Development expenditure in the first four months of the new fiscal year has been extremely low, despite the fact that there is an estimated deficit of Tk1,12,276 crore in the national budget, and that revenue collection has surpassed targets.
The government spent Tk5,610 crore less than what it should have in the July-October period.
Government development expenditure stood at Tk14,190 crore or 9.25% of total at the end of July-October period this fiscal. The budget estimation of development expenditure is Tk1,53,391 crore.
A Finance Division official involved with the budget implementation process said Bangladesh’s budget expenditure pattern was yet to come out of the “May-June syndrome” as most of the expenditure occurred during the last two months of the fiscal.

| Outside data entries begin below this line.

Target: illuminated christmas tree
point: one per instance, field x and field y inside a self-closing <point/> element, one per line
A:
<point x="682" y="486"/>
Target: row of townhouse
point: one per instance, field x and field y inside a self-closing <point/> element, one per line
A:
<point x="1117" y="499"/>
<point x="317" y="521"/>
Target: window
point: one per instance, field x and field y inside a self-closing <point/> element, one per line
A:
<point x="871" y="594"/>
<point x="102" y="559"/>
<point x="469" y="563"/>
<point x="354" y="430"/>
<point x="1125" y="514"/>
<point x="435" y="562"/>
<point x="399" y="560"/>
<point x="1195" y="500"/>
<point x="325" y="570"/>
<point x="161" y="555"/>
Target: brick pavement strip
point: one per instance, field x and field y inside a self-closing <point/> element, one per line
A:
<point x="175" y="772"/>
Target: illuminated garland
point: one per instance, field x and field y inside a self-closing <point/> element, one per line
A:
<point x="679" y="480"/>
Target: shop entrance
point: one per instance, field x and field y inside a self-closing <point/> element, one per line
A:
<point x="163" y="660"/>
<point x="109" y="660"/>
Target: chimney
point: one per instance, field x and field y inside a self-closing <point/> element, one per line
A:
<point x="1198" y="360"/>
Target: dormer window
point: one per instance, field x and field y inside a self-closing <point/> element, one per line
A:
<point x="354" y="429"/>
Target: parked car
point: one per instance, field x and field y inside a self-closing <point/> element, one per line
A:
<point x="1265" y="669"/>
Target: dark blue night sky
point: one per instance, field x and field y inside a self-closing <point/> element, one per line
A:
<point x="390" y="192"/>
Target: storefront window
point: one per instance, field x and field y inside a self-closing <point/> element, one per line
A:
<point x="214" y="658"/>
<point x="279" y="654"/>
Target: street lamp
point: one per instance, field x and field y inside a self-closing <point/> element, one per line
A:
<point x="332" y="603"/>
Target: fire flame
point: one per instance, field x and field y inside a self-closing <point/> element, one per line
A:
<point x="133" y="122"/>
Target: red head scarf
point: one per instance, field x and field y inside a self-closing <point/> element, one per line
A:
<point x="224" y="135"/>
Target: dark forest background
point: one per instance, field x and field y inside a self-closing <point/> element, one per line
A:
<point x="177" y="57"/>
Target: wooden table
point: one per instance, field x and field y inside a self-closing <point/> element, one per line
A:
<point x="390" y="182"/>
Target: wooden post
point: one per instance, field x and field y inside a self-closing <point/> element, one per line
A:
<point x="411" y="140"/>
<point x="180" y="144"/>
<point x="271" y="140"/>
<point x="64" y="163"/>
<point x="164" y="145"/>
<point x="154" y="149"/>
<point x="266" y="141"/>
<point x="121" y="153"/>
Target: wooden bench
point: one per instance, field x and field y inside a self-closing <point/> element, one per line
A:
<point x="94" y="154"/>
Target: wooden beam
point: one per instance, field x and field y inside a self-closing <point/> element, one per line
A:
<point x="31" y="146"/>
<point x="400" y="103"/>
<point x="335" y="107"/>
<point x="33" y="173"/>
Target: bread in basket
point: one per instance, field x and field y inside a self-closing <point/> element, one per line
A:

“It is not good for budget implementation,” the official noted, pointing out that government agencies did not have the capacity to raise development expenditure, which is barely above 10% in the first quarter.
CGA data shows the total revenue earning was Tk68,081 crore or 63.88% of the total budget estimate during the four months, which is better than last year’s.
Besides, the National Board of Revenue has collected tax of Tk57,369 crores during the four months, which is 23.11% of the total amount targeted in the budget.
During the same period last year, the NBR earned Tk41,481 crores. Growth rates of tax and non-tax revenue during this period were 20.06% and -0.34% respectively.
The state borrowed 60.66% of the total estimate in the form of selling saving instruments within four months of the current fiscal.
The latest data show that the sale of National Savings Certificates (NSC) stood at Tk19,500 crores during the July-October period, while the total sale target for the fiscal was Tk32,149 crores.
During the same period last fiscal, sale stood at Tk22,755.07 crores, which was 49.13% higher than the preceding year’s July-October sale.
About borrowing through saving instruments despite the decreased sale of NSC, the official said that government loans from savings certificates had created a heavy burden on the state exchequer as the interest rate on saving instruments was above 11%.
According to the official, state agencies have not stopped taking loans from saving instruments as it is a kind of an “open tap.”
The government has repaid Tk4,456 crores loan it took from the banking sector in the first four months of this fiscal, according to Office of the Controller General of Accounts.
In the last budget, the government set a target to borrow Tk28,202 crores from the banking system.
Acting Finance Secretary Mohammad Muslim Chowdhury said the overall budget implementation in the first four months was good compared to the same period last year.
“We are overhauling the NSC sale system so that it benefits the general buyers more,” he said, adding, “there is no decision to slash savings certificates interest rates.”